La vie à Andrus-on-Hudson : la communauté de retraite où résident 7 Petites Sœurs.
 
Andrus est comme un village à part entière, avec un personnel et une population de résidents multiculturels. Le déroulement des journées est sans surprise, le personnel vaque à ses occupations et les résidents suivent le rythme qui a été fixé pour eux.

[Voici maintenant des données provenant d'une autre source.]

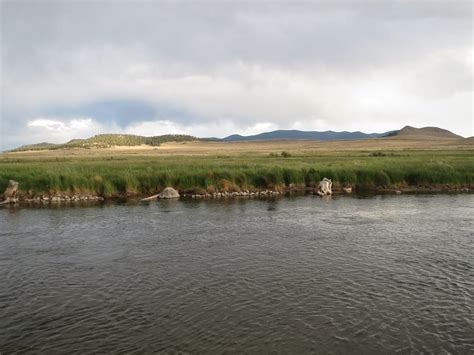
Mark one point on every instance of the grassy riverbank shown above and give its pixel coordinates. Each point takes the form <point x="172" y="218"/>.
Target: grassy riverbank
<point x="120" y="174"/>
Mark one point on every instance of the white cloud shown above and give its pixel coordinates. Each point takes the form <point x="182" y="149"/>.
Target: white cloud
<point x="238" y="69"/>
<point x="60" y="130"/>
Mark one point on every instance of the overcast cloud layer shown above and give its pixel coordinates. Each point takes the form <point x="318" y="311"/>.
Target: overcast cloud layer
<point x="213" y="68"/>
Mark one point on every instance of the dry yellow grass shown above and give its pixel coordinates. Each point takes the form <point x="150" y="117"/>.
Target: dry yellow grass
<point x="264" y="147"/>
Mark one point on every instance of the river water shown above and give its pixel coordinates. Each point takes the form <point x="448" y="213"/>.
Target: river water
<point x="291" y="275"/>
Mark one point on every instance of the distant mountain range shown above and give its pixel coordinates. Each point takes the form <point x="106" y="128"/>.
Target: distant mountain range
<point x="295" y="134"/>
<point x="109" y="140"/>
<point x="408" y="131"/>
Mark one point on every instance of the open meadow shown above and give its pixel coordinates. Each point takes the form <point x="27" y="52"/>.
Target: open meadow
<point x="372" y="164"/>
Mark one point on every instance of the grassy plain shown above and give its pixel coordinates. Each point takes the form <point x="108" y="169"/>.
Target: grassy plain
<point x="200" y="166"/>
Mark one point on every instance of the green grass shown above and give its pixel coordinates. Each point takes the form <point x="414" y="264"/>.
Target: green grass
<point x="148" y="174"/>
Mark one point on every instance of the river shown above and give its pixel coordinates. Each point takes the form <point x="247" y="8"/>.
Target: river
<point x="377" y="274"/>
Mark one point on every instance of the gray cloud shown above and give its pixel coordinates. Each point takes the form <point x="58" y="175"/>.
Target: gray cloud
<point x="234" y="65"/>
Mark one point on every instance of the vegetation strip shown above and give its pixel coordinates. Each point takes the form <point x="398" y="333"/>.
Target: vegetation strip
<point x="144" y="175"/>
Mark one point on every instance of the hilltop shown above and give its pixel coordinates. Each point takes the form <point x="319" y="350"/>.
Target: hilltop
<point x="129" y="140"/>
<point x="109" y="140"/>
<point x="409" y="131"/>
<point x="296" y="134"/>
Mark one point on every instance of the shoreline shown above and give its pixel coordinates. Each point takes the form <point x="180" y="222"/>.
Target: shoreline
<point x="69" y="198"/>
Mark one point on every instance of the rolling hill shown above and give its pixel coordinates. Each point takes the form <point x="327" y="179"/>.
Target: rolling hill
<point x="108" y="140"/>
<point x="296" y="134"/>
<point x="409" y="131"/>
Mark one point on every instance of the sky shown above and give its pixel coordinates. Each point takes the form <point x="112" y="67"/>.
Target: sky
<point x="72" y="69"/>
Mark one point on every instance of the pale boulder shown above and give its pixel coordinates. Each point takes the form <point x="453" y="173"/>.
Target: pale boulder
<point x="11" y="189"/>
<point x="325" y="187"/>
<point x="168" y="193"/>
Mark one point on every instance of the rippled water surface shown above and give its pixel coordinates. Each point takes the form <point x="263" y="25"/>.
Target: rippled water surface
<point x="293" y="275"/>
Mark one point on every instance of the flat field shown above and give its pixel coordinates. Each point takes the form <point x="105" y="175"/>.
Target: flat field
<point x="217" y="166"/>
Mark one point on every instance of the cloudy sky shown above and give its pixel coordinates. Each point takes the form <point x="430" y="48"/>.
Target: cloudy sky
<point x="71" y="69"/>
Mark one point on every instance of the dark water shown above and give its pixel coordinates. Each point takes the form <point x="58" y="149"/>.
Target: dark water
<point x="294" y="275"/>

Tout au long de l’année, de multiples animations sont offertes à Andrus-on-Hudson. Elles sont l’occasion, pour les habitants du secteur, d’apprendre, de se divertir et de mieux connaître les résidents. Ici, la musique est de mise. Les animateurs n’ont pas leur pareil pour revigorer les résidents, même les plus affaiblis, en les entraînant au rythme de la musique : qu’il s’agisse de jazz ou du reggae, lorsque l’animateur commence à danser, le rythme est contagieux, et en un tournemain, les infirmières et les auxiliaires entrent dans la danse. Stimulés par la musique et le mouvement, les résidents, malgré leurs handicaps, sont aussitôt entraînés. Les corps qui sont normalement raides et confinés dans des fauteuils roulants, se mettent à balancer et les visages s’illuminent.
 
Parmi les activités proposées : des cours de gymnastique et de maintien en forme, le yoga, la méditation, des jeux de boules, jeux de palet, art et travail manuel, thérapie par la musique, leçons de piano, troubadours, zoothérapie, conférences, barbecue extérieur, thés de l’après-midi, soirées crèmes glacées (l’une de nos préférées !), films du matin, journées à thèmes, concerts, pièces de théâtre, garden parties, casino et foires artisanales.
 
Le train qui vient de New York a son propre rythme et achemine périodiquement des Sœurs, des amis et des bénévoles à Andrus. Quelle chance nous avons d’avoir ces visiteurs en plus du personnel qui est si dévoué, et qui ponctuent la routine quotidienne. Avec un sourire chaleureux, un « bonjour », une conversation amicale et de l’humour, ils nous aident à surmonter les contrariétés et parfois, on dirait qu’on a poussé les murs de notre petit ascenseur !
 
 
Pernet Family Health Service : Service de santé familial Pernet
 
A Worcester, dans le Massachusetts, plus de 600 familles ont bénéficié des nombreux programmes proposés par le Pernet Family Health Service cette année ; même si le contexte économique a fait qu’il a été difficile de trouver un financement pour ces programmes, le PFHS continue de réaliser des visites à domicile et d’organiser des groupes pour les parents et les enfants. Pas moins de 4.000 personnes ont reçu de la nourriture, du lait maternisé et des couches. Les nombreuses donations d’articles de puériculture, de vêtements et de meubles ont directement bénéficié aux familles qui avaient tant de mal à joindre les deux bouts.
 
Notre spécialité est la visite à domicile pour venir en aide aux familles, mais le PFHS a développé de nombreuses initiatives de quartier qui aident à tisser des liens sociaux. Ces dernières années, le Family and Community Development Program a instauré des cours de nutrition, un laboratoire informatique, une initiation au leadership, et chaque hiver, une patinoire est installée avec l’aide de nombreux groupes du quartier. Nous avons suivi les 3 étapes du modèle propre aux Petites Sœurs de l’Assomption : intervenir dans l’urgence, aider les gens à développer leurs compétences et encourager l’engagement civique, pour aider les familles à retrouver peu à peu leur indépendance. Le PFHS a été cité dans la brochure diocésaine pour sa campagne Partners in Charity (partenaires dans la charité).